Rain in early May has helped alleviate the dearth of April showers. Along narrow lanes, the drifts of bluebells, interspersed with cow parsley, campions and seeding stitchwort, are already overwhelmed by ferns. The succession of buckler, lady, hart’s-tongue, male, scaly male and soft shield – the latest to unfurl from its crozier-like fronds – will soon be topped by rampant bracken, now entwined in bryony.
Swags of hawthorn blossom overhang neglected uncut hedgerows, and landmark clumps of beech have lost that initial pellucidity of luminous foliage. Like linear stunted woods, the battered, regularly shorn deciduous growth on hedgebanks sprouts a diversity of greenery.
Before breakfast, I mooch around our cool woodland garden, where the melodious song of blackcaps now joins that of chiffchaff, competing with the piercing song of wren. The exceptionally thick blossoms of cherry, pear and apple are all finished, much of it blown off in cold east winds before the end of April. Short-lived but particularly beautiful was the white foam of bullion cherries and the delicate pink of the venus pippin apple.
A sparse set of little green fruits shows on the 30ft-high blizzard burcombe cherry (named after a tree that survived the 1891 storm), one of the first to be grafted by James, my brother-in-law, before he and my sister Mary established their own orchard of local top fruit varieties.
In the adjoining fruit cage, I remove tufts of bulbous grass and mulch compost around the blueberry, blackcurrant and gooseberry bushes. Cowslips thrive here, along with alpine strawberries, columbine and alkanet, and I dig some for spreading about the garden. Meanwhile, a large grass snake lies coiled in warmth beneath black plastic covering last year’s heap.

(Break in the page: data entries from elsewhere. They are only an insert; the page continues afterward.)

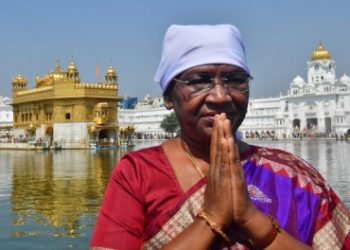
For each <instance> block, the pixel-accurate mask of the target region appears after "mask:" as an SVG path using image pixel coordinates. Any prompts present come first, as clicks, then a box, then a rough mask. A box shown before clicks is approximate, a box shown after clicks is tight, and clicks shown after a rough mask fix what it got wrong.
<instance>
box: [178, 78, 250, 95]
mask: <svg viewBox="0 0 350 250" xmlns="http://www.w3.org/2000/svg"><path fill="white" fill-rule="evenodd" d="M229 74H233V75H245V76H246V77H247V83H248V88H247V89H240V88H233V89H231V90H229V89H228V88H227V86H226V84H225V83H224V81H225V75H229ZM195 75H209V76H211V78H210V81H211V86H210V87H209V88H208V89H207V90H205V91H204V89H202V90H198V91H192V93H191V95H207V94H208V93H209V92H210V91H211V90H212V89H213V88H214V87H215V84H216V83H215V82H216V81H215V79H216V78H217V77H215V76H214V75H211V74H207V73H202V74H200V73H198V74H192V75H190V76H189V77H191V76H195ZM220 77H221V81H220V82H222V83H221V85H222V86H223V87H224V89H225V90H226V92H227V93H229V94H235V93H239V94H243V95H248V94H249V92H250V82H251V81H252V80H253V79H254V78H253V77H252V76H250V75H248V74H244V73H226V74H224V75H222V76H220ZM226 79H227V78H226ZM173 80H174V81H175V82H178V83H182V84H185V86H186V87H189V86H190V85H187V84H189V83H190V80H182V79H179V78H176V77H175V78H173ZM201 91H204V93H200V92H201ZM197 92H198V93H197Z"/></svg>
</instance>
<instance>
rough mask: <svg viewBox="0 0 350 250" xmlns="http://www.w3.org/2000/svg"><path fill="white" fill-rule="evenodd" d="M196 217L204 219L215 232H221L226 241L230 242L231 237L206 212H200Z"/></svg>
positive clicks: (222, 235)
mask: <svg viewBox="0 0 350 250" xmlns="http://www.w3.org/2000/svg"><path fill="white" fill-rule="evenodd" d="M196 218H200V219H202V220H204V221H205V223H206V224H207V225H208V226H209V227H210V228H211V230H212V231H213V232H214V233H216V234H219V235H220V236H221V237H222V238H223V239H224V240H225V241H227V242H230V238H229V237H228V236H227V235H226V234H225V233H224V232H223V231H222V230H221V229H220V228H219V227H218V226H217V225H216V224H215V223H214V222H212V221H211V220H210V219H209V217H208V214H207V213H206V212H204V211H202V212H200V213H199V214H197V216H196Z"/></svg>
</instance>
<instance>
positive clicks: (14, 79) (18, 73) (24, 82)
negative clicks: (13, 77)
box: [13, 73, 27, 83]
mask: <svg viewBox="0 0 350 250" xmlns="http://www.w3.org/2000/svg"><path fill="white" fill-rule="evenodd" d="M13 82H16V83H26V82H27V79H25V78H24V76H23V75H22V74H21V73H18V74H17V75H16V77H15V79H13Z"/></svg>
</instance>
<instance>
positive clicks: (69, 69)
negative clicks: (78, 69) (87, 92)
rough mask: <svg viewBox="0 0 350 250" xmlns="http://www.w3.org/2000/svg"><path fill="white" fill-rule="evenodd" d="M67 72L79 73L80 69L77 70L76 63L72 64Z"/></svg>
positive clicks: (72, 63) (69, 65) (68, 68)
mask: <svg viewBox="0 0 350 250" xmlns="http://www.w3.org/2000/svg"><path fill="white" fill-rule="evenodd" d="M67 71H68V72H69V73H72V72H77V71H78V68H77V66H76V65H75V63H74V62H71V63H70V64H69V66H68V69H67Z"/></svg>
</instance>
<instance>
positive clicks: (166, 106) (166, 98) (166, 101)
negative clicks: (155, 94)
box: [164, 97, 174, 110]
mask: <svg viewBox="0 0 350 250" xmlns="http://www.w3.org/2000/svg"><path fill="white" fill-rule="evenodd" d="M164 106H165V108H166V109H168V110H170V109H172V108H174V104H173V102H172V101H171V100H170V98H169V97H164Z"/></svg>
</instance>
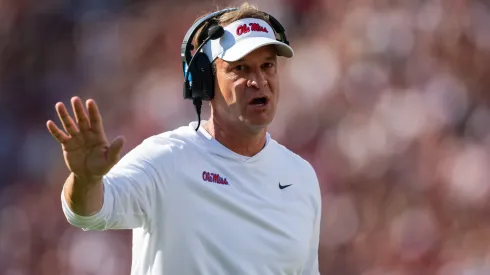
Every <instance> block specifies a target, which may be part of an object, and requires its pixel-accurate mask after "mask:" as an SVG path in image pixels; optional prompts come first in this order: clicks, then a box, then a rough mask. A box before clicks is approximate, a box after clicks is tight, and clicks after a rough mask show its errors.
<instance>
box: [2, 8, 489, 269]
mask: <svg viewBox="0 0 490 275" xmlns="http://www.w3.org/2000/svg"><path fill="white" fill-rule="evenodd" d="M250 3H252V4H257V5H258V7H259V8H261V9H262V10H264V11H266V12H269V13H271V14H273V15H274V16H275V17H276V18H278V19H279V20H280V21H281V22H282V24H283V25H284V26H285V27H286V29H287V34H288V38H289V40H290V41H291V43H292V46H293V48H294V49H295V57H294V58H293V59H291V60H281V66H280V73H281V78H282V82H281V85H282V86H281V87H282V89H281V100H280V101H281V103H280V109H279V111H278V115H277V118H276V120H275V121H274V123H273V125H272V126H271V128H270V133H271V134H272V136H273V137H274V138H275V139H277V140H278V141H280V142H281V143H283V144H284V145H286V146H287V147H288V148H290V149H291V150H293V151H294V152H296V153H298V154H300V155H301V156H303V157H304V158H306V159H307V160H309V161H310V162H311V163H312V164H313V165H314V167H315V168H316V170H317V173H318V176H319V178H320V181H321V187H322V193H323V205H324V207H323V220H322V236H321V242H320V266H321V272H322V274H334V275H407V274H410V275H412V274H413V275H426V274H427V275H485V274H490V203H489V202H490V169H488V168H489V167H490V109H489V108H490V107H489V103H490V93H489V92H490V91H488V89H489V87H490V2H488V1H487V0H481V1H477V0H263V1H260V0H257V1H250ZM238 4H240V2H239V1H208V0H179V1H177V0H175V1H148V0H146V1H143V0H140V1H130V0H84V1H73V0H71V1H70V0H43V1H34V0H0V130H1V133H0V165H1V168H0V179H1V180H0V274H2V275H31V274H32V275H48V274H49V275H57V274H67V275H68V274H69V275H89V274H90V275H99V274H101V275H102V274H103V275H112V274H114V275H116V274H117V275H121V274H129V269H130V259H131V254H130V253H131V249H130V248H131V233H130V231H112V232H83V231H81V230H80V229H76V228H73V227H72V226H70V225H69V224H68V223H67V222H66V220H65V218H64V216H63V214H62V212H61V208H60V192H61V188H62V184H63V182H64V180H65V178H66V176H67V175H68V170H67V169H66V167H65V165H64V162H63V158H62V154H61V150H60V147H59V146H58V144H57V143H56V142H55V141H54V139H53V138H52V137H51V136H50V135H49V133H48V131H47V130H46V126H45V123H46V121H47V120H48V119H53V120H55V121H58V120H57V117H56V113H55V110H54V105H55V104H56V102H58V101H63V102H65V103H66V104H69V99H70V98H71V97H72V96H74V95H78V96H81V97H82V99H87V98H94V99H95V100H96V101H97V102H98V104H99V108H100V110H101V112H102V115H103V118H104V123H105V127H106V129H107V132H108V136H109V137H110V138H115V137H116V136H117V135H124V136H125V138H126V141H127V142H126V145H125V149H124V150H125V152H127V151H128V150H130V149H131V148H133V147H134V146H135V145H137V144H138V143H140V142H141V141H142V140H143V139H144V138H146V137H148V136H149V135H153V134H157V133H160V132H163V131H166V130H171V129H173V128H176V127H178V126H181V125H185V124H188V123H189V122H190V121H192V120H195V119H196V117H195V113H194V109H193V106H192V104H191V102H190V101H184V100H183V99H182V81H183V76H182V71H181V63H180V52H179V51H180V44H181V41H182V38H183V36H184V33H185V32H186V31H187V29H188V28H189V27H190V25H191V24H192V22H194V20H195V19H196V18H197V17H199V16H200V15H202V14H203V13H206V12H210V11H214V10H216V9H217V8H224V7H227V6H229V5H238ZM204 112H205V116H206V115H207V114H208V110H207V109H205V110H204Z"/></svg>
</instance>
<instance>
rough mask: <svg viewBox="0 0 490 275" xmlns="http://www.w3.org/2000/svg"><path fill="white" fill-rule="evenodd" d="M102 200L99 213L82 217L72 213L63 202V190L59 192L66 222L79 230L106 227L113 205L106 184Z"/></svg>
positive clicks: (104, 183)
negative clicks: (59, 192) (101, 202)
mask: <svg viewBox="0 0 490 275" xmlns="http://www.w3.org/2000/svg"><path fill="white" fill-rule="evenodd" d="M103 186H104V197H103V198H104V199H103V202H102V208H101V209H100V211H99V212H97V213H95V214H93V215H90V216H82V215H78V214H76V213H75V212H73V211H72V210H71V209H70V207H69V206H68V203H67V202H66V200H65V194H64V189H63V190H62V192H61V205H62V209H63V212H64V214H65V217H66V219H67V221H68V222H69V223H70V224H72V225H74V226H76V227H79V228H82V229H84V230H101V229H102V230H103V229H105V226H106V217H107V215H108V213H110V212H111V206H112V203H113V197H112V196H111V192H110V190H108V189H109V188H107V187H108V186H107V184H105V183H104V185H103Z"/></svg>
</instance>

Beyond the garden, where abundant blooms of wisteria, red hawthorns, azaleas and the judas tree seem better than ever, and the last tree to leaf is the mulberry, South Devon cattle have been rotated since mid-April on their summer keep opposite. Across the parish, pastures for bullocks and sheep, first-cut silage fields and germinated cereals await more rain for productive growth.